He assumes an ear to ear smile that is about as unauthentic as half the unlicensed junk displayed inside a shop that passes itself off as a home for priceless Egyptian artifacts and antiquities for the discerning private collector.
“Chase Baker!” he shouts as if with joy. “Well why did you not tell me you were coming by for a visit? How long have you been back in the land of the living?”
He pulls out a white handkerchief and begins to wipe his brow.
I pull the 9mm from my pant waist, aim it at his head.
“You still have something that belongs to me, Amun.”
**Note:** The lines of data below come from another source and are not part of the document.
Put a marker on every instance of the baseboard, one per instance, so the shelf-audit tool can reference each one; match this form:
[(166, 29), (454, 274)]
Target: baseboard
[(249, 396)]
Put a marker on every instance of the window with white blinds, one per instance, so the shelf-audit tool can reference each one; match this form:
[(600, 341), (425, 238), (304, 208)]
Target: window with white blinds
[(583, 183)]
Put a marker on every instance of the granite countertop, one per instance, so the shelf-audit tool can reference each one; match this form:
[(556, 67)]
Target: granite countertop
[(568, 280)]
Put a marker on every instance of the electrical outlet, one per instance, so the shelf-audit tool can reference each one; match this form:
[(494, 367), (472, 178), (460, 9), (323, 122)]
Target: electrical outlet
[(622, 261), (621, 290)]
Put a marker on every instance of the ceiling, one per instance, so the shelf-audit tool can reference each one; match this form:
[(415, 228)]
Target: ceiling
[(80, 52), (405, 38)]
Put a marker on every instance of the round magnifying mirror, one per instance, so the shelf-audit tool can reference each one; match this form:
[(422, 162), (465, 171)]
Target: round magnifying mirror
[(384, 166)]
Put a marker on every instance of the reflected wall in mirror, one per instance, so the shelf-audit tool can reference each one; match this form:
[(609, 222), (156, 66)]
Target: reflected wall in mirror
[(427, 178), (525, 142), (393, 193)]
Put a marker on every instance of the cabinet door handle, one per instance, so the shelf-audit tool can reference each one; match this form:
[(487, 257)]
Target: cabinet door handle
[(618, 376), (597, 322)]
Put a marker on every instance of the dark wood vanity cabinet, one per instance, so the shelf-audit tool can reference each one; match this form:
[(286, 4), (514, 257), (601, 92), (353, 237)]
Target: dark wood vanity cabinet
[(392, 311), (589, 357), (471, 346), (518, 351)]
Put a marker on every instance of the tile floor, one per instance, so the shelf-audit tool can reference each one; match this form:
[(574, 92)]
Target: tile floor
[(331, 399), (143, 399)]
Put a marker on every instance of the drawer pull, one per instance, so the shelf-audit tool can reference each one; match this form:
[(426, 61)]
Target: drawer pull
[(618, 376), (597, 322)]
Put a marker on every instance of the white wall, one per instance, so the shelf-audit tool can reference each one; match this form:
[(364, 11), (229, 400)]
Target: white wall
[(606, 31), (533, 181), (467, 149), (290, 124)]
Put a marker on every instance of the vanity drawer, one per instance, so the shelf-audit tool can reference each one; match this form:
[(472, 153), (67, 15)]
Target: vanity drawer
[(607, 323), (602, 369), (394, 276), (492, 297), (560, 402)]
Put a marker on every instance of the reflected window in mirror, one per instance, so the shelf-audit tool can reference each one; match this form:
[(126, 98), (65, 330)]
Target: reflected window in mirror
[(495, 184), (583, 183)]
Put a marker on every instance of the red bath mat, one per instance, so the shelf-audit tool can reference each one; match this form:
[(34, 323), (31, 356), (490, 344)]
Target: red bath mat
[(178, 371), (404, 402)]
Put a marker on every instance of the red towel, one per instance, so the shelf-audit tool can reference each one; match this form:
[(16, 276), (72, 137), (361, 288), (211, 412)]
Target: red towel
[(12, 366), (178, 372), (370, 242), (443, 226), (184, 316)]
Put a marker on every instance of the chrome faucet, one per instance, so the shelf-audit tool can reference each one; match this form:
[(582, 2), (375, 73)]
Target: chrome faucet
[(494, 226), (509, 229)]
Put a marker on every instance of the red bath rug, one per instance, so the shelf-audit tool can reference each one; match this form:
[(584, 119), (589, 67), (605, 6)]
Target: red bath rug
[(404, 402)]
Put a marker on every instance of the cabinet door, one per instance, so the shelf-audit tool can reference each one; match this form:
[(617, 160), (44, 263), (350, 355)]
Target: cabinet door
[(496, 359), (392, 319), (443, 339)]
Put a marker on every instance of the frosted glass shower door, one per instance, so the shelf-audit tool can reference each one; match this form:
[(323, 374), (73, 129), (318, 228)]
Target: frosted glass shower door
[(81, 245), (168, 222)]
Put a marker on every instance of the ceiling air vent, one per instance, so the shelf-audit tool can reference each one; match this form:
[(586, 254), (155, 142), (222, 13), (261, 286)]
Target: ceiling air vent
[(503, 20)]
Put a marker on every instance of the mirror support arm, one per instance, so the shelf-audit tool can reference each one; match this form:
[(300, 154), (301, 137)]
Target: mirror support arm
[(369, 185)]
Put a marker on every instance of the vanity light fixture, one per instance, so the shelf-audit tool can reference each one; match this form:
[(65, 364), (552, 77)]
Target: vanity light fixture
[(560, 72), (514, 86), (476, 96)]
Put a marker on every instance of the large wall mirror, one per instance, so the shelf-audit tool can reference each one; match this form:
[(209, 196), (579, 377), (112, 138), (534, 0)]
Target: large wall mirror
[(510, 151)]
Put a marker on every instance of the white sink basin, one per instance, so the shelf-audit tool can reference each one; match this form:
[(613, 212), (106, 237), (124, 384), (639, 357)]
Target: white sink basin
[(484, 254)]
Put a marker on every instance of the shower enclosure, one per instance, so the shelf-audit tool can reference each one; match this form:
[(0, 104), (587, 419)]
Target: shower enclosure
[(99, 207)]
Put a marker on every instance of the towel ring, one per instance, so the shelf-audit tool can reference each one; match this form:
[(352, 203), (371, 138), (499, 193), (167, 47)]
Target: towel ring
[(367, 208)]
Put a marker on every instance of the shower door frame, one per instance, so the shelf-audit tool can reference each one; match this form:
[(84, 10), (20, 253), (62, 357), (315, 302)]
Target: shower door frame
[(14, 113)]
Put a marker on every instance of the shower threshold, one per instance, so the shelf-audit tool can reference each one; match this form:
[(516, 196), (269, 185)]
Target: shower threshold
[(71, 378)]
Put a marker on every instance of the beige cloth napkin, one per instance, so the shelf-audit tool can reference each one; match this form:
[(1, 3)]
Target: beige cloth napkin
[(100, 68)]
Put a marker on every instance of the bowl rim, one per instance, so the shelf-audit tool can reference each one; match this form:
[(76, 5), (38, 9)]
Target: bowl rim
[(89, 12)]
In my head I’m picturing the missing half mirror that’s identical to the half mirror housed inside my right pocket. A mirror that I dug up in the desert not far from here, but that Amun illegally purchased off one of my laborers after the boy lifted it from out of my tent one night while I was sleeping off a bender. Amun and I both know he purchased it for nothing from the laborer, but I have no way of getting it back from him short of shooting him in the head. And the punishment for a white westerner shooting a Muslim in the head in Cairo is not pleasant considering it will involve a long and drawn out torture which will climax with my public beheading.
Amun sports a thick black mustache and he is dressed in his usual white suit which is far too small for his middle-aged girth. He’s the type of man who would wear a bright red fez on his head if the fashion didn’t die out with the city’s modernization back in the late sixties and seventies. A modernization that has since faded and crumbled into history along with the rise of the Muslim Brotherhood and a tighter than tight rein on all things perceived as a threat to Islamic law.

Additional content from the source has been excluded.